Once inside the human body, the virus remains in incubation for at least 13 days, before early symptoms of the disease manifest themselves. In the initial stage, an infected person has high-grade fever accompanied by shivering. Some days later, the patient invariably begins to bleed from all body orifices.

Because of lack of diagnostic facilities and the rare occurrence of this virus in Karachi, such cases are often perceived as malaria, during early symptoms of presentation, as has happened in the cases of the three children mentioned above. The three children, hailing from low-income families, were brought to the hospital, after they started bleeding all over. Two of them are under the care of paediatricians from the hospital.

The two children in the CHK Isolation Ward with suspected Congo virus are being given prophylactic treatment for the virus, along with symptomatic treatment of their symptoms. Results of their blood samples, sent to the National Institute of Health in Islamabad, are likely to take some time to come back to the hospital. This problem also highlights the absence of a proper facility in this megacity of 14 million, to carry out important diagnostic tests for viral and bacteriological infections.

The three-year old girl, Saba, has five other siblings. Her father, a driver, has practically deserted the family, after marrying the second time about three months ago. Fahd, the 11-year-old patient, lived in Garden area and had spent a great deal of time with animals brought for Eid-ul-Azha by his family and neighbours living in the building complex.

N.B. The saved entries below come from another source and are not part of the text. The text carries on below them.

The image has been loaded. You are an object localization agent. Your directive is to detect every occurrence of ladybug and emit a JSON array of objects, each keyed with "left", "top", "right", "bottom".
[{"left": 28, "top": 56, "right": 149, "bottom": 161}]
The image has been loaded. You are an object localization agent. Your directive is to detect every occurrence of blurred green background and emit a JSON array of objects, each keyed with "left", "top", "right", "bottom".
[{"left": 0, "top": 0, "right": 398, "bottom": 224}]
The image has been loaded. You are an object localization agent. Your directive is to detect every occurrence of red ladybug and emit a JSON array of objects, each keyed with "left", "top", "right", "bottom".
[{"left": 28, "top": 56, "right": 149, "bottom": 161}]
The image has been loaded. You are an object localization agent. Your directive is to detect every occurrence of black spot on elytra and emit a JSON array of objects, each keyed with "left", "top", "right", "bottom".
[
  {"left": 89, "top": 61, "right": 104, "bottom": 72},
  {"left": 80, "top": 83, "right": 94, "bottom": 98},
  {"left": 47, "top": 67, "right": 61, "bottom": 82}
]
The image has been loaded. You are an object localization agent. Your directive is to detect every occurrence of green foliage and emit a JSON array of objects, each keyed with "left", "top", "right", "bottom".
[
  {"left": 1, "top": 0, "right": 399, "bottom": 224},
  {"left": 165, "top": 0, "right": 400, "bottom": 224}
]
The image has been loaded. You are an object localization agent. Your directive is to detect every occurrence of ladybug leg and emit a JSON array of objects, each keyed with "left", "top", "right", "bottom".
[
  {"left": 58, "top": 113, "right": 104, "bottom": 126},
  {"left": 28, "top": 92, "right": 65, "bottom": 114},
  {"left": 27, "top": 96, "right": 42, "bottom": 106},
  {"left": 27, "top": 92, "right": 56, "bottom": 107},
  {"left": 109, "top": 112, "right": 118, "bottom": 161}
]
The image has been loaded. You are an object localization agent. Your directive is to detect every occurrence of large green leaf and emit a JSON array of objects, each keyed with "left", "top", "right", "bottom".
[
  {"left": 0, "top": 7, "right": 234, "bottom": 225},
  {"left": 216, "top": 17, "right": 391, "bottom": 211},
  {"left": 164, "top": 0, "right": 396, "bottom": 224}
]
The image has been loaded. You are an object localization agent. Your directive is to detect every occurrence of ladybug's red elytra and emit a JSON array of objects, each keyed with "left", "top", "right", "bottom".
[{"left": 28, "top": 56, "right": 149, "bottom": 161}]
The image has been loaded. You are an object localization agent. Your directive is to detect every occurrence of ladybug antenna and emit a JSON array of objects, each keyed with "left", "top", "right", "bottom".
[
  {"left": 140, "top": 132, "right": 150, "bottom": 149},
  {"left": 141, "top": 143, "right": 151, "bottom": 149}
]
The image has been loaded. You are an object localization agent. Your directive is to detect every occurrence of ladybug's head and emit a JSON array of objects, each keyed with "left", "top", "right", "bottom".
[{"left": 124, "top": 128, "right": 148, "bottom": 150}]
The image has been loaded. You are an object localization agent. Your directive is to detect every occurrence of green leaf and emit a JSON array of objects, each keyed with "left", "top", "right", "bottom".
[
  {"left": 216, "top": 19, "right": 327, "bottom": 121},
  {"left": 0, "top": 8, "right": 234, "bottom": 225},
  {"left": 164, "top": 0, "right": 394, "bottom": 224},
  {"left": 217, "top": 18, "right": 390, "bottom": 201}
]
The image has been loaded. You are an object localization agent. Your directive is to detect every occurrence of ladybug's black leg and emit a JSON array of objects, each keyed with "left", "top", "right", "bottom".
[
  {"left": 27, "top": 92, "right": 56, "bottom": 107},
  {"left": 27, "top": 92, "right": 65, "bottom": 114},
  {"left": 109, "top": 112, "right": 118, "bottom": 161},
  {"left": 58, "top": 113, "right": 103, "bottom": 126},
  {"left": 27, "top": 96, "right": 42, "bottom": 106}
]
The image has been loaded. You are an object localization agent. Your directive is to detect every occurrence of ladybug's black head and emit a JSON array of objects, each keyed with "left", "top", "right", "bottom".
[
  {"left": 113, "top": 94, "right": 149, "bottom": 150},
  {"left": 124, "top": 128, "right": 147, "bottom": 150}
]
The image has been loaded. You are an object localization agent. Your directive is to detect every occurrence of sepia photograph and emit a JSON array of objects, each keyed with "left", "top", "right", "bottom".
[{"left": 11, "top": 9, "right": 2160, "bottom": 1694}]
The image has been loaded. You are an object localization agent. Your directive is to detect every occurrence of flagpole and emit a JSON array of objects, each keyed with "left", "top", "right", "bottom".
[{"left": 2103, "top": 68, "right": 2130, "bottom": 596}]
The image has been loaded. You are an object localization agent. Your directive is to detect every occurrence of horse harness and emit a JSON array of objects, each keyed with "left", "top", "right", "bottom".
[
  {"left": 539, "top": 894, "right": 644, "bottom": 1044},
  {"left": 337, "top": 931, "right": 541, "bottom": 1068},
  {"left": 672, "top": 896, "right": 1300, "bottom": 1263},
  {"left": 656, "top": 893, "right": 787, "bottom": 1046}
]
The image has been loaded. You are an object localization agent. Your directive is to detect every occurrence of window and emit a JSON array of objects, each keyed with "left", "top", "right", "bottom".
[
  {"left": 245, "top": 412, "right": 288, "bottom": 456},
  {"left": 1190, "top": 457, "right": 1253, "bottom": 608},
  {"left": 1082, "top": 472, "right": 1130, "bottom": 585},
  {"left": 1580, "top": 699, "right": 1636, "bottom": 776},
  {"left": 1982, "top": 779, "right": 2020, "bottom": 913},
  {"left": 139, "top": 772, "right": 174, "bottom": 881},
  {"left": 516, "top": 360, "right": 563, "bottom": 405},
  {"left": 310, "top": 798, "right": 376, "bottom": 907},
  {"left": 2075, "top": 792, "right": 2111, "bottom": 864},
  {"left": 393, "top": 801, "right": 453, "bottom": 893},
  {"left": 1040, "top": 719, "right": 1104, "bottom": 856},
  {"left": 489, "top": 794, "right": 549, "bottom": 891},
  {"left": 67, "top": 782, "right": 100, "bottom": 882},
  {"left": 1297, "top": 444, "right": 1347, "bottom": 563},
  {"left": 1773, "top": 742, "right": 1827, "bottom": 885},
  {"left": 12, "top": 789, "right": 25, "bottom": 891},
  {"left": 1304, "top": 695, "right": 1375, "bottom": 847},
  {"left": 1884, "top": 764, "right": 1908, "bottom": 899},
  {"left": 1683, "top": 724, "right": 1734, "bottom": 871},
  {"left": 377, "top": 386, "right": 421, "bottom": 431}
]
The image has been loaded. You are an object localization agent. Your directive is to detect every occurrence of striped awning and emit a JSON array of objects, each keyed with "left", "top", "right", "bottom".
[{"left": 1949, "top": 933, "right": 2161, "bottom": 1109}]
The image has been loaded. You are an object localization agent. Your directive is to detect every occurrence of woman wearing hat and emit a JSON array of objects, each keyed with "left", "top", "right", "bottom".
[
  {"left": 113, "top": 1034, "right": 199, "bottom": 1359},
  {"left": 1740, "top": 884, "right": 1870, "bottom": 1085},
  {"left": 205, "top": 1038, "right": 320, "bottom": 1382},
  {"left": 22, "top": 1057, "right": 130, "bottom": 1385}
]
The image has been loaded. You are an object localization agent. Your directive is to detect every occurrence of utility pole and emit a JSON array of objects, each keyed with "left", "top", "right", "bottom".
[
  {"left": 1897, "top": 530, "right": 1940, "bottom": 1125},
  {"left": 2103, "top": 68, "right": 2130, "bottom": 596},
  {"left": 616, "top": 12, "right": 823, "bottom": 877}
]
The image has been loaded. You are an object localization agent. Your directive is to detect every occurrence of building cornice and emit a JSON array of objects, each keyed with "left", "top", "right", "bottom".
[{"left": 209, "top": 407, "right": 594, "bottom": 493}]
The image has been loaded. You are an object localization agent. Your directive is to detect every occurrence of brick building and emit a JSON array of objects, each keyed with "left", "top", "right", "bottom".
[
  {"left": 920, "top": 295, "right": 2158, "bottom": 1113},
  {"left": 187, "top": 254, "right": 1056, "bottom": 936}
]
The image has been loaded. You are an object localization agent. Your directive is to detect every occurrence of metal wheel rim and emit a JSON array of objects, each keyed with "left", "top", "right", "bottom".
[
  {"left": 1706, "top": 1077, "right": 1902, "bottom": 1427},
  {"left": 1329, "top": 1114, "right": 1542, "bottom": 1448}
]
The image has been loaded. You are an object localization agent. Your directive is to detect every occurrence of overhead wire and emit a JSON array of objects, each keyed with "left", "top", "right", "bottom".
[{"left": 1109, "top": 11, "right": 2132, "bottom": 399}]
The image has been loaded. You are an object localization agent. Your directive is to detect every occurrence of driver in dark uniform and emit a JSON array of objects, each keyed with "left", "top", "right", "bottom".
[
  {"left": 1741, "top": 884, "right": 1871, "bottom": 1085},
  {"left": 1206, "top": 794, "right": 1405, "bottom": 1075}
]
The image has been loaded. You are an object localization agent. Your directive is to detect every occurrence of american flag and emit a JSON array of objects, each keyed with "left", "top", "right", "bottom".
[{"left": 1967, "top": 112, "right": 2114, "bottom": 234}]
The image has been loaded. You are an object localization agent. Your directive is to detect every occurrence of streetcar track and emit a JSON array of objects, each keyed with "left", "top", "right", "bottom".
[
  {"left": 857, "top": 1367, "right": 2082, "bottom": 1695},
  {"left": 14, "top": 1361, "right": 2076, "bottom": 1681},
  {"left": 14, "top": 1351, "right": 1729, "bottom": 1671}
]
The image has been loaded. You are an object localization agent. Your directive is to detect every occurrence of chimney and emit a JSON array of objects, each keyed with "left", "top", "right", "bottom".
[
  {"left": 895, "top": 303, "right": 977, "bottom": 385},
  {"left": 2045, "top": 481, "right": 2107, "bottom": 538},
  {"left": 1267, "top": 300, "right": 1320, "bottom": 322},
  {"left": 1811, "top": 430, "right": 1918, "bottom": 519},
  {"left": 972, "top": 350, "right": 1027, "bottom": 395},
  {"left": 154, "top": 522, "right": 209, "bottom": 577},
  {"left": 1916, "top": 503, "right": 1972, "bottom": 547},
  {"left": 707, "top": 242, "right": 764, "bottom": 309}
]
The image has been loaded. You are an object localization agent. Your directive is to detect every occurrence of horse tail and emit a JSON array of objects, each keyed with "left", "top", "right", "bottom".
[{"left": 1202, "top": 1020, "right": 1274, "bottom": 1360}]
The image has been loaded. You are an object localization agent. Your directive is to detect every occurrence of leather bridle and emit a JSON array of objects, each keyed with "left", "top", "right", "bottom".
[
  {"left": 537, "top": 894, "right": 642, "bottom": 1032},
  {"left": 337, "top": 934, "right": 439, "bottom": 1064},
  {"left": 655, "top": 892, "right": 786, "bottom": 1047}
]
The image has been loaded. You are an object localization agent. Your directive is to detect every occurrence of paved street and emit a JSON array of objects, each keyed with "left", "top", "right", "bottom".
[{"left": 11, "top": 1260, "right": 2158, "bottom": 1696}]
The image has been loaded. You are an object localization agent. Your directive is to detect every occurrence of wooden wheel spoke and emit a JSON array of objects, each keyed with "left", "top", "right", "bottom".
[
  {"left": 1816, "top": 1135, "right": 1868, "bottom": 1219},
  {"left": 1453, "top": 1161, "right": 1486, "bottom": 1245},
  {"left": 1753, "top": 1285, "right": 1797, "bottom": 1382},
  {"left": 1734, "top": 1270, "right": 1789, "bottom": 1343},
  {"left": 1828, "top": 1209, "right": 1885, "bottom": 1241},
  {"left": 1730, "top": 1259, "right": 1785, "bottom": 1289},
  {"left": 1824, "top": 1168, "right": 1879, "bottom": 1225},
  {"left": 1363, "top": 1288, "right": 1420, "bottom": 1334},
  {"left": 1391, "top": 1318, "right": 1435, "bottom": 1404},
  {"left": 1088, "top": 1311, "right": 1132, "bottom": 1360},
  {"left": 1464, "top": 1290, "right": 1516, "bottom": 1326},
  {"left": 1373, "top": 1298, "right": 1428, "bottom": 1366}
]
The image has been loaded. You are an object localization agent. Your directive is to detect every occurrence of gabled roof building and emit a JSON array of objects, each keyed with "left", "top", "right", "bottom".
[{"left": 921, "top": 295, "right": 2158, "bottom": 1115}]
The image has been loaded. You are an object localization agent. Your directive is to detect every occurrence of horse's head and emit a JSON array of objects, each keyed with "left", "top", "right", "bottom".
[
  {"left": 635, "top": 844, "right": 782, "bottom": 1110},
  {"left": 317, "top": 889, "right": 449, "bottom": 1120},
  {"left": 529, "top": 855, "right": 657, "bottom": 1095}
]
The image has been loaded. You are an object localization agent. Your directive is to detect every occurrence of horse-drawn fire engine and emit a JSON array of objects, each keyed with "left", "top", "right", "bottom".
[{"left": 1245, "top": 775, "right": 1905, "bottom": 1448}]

Prof Shahana Urooj Kazmi, the Head of the Department of Microbiology and Immunology and Infectious Diseases Laboratory at Karachi University, told Dawn that a possible explanation why only so far children had reported with symptoms of Congo fever was that children generally had lower immunity levels against viral infections. She said children who were mal- nourished and had weaker defence mechanisms were particularly at risk. Animals brought from Balochistan, where Congo virus was endemic, for sale on Eid-ul- Azha might the possible source of infection in the city, she added.

She emphasized upon the need for having a detailed investigation of the epidemiology and origin of the virus on a countrywide scale and to know the causes of how the virus is spreading in our environment. There is also a pressing need for the setting up of fully-equipped diagnostic laboratories for viral diseases in all provinces of the country, Prof Shahana said. At present, the National Institute of Health in Islamabad is the only place where serological tests relating to viral infections are conducted.

She said since there was no vaccine against Congo virus, preventive aspects of the disease were important. People working in cattle farms and their children were at greater risk, and their ignorance about the disease made them particularly vulnerable.

The Sindh Health Department has instructed all major hospitals working under it to remain on high alert for possible cases of Congo fever.